Switch to the "Intranet/Extranet" workflow. When switching you will be asked to choose equivalent states for content in the new workflow. When the new workflow is applied the content will be transitioned from the old workflow states to the new according to the mapping you choose.
Try adding content with one user, editing, reviewing and accessing content while not logged in.
An often requested feature is the separation between internal and external content. Instead of having two separate publishing systems, it is possible to apply the pattern with a set of additional states in the workflow.
Thus instead of having a single published state, there's now internally and externally published states. In the first only site members can view pages, in the second anyone including anonymous users can view.
While a page is in the internal draft state it can be viewed and edited by owners and editors and viewed by all members. But in the private state only the owner and members who have been granted the permissions to edit or contribute to the content can view.
Once internally or externally published only a manager user can manipulate content's state and the pages are no longer editable. This encourages a hierarchical review process where a select set of decision makers interact with content producers, editors, and reviewers. This pattern is often found in a print or electronic publication office.
- Users can create content that is immediately publicly accessible.
- Content can be submitted for publication by the content's creator or a Manager, which is typically done to promote events or news to the front page.
- Reviewers can publish or reject content, content owners can retract their submissions.
- While the content is awaiting review it is readable by anybody.
- If content is published, it can only be retracted by a Manager.
In case your site is dedicated to an open community of members and you don't intend to prevent the public from viewing content while it is still in the process of being considered for publishing, the community workflow might fit your needs.

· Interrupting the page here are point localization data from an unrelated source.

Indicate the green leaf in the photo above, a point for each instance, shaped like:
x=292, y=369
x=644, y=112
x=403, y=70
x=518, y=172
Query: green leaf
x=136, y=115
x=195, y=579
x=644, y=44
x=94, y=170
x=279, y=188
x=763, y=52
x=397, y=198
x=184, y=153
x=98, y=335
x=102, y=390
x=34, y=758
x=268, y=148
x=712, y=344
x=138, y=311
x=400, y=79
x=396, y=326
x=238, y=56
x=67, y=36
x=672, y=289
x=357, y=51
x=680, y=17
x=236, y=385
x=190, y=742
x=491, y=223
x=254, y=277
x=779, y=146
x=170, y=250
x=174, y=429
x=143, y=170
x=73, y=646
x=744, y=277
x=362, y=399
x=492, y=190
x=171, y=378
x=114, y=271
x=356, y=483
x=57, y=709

This could be the case for a users' group site. While all registered members might be trusted to generate relevant content, a select few can be trusted to mark content public. As the description suggests the public state can be used to identify content featured on the home page or in another case the published state can be used for syndication.
One State Workflow
- Essentially a workflow with no transitions, but has a Published state, so portlets and applications that expect that state will continue to work
The simplest of all the workflows is most useful with a personal web application, such as a blog. In the case when only a single person manages the content, she might decide that it is not helpful to have the additional step of marking content public where all content is meant to be public.
With Plone 3 the already rich workflow story has been enhanced to allow organizations as varied as a personal blog and a large publishing office to easily represent their business process in the content management system. Remember that the best way to find the workflow that works for you is to try the different workflows and to find one that closely matches your requirements.